Residuals= plot_residual(Time, Score, slope2, intercept2)
print(f"We can see from the above graph that the distribution of the residuals first increases and then decreases. This could lead us to the hypothesis that Studying for less hours or too much greater hours does not lead to a well-defined distribution of marks.",end="\n\n")
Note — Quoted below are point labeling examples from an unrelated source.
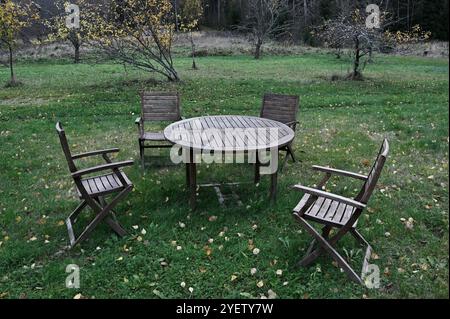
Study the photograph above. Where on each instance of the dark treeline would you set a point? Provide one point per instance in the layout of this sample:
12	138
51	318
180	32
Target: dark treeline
432	15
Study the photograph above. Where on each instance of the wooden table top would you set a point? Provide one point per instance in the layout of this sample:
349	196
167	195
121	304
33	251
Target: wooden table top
229	133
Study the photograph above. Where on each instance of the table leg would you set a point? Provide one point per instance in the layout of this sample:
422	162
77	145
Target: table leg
188	176
273	185
192	180
257	166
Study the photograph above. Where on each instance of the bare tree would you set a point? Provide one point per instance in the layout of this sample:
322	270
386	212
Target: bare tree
138	33
351	31
263	21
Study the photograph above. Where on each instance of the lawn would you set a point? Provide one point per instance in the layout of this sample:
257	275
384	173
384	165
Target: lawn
210	249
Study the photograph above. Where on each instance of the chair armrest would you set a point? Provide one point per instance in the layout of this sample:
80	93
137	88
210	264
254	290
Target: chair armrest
292	124
103	167
339	172
99	152
341	199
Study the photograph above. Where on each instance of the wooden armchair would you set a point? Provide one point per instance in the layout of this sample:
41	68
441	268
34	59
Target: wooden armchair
156	107
284	109
334	211
92	190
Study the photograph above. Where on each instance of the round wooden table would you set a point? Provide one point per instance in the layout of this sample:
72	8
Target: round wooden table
228	134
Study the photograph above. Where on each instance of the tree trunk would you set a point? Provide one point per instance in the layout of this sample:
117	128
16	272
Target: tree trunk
356	63
194	65
11	65
77	54
73	37
258	49
175	6
172	75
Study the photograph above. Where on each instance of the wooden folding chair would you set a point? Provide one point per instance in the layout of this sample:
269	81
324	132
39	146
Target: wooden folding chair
92	190
282	108
156	107
334	211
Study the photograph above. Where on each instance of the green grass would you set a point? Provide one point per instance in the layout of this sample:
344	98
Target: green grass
342	124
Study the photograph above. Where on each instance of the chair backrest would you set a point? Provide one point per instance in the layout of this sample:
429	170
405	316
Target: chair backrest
65	147
374	174
160	106
281	108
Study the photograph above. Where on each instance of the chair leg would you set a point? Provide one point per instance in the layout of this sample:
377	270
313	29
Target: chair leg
141	154
284	161
291	153
112	219
100	215
331	250
115	226
73	216
311	255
test_stat, t_stat= hypothesis_test(slope2, 10, Sxx, SSE)
print(f"The Test-Statistic and the t-Statistic have come out to be {test_stat} and {t_stat}. As We can see that the test Statistic is greater than the t-statistic, We can reject the hypothesis that β=0 i.e. the Test score are completely independent of the hours studied for the test.", end="\n\n")

### Observations

- #### The Scatter plot with the Study time vs Residual describes a curve which first increase and then decreases.

- #### We can see from the above graph that the distribution of the residuals first increases and then decreases. 

- #### This could lead us to the hypothesis that Studying for less hours or too much greater hours does not lead to a well-defined distribution of marks. Through this, we reject the Null Hypothesis.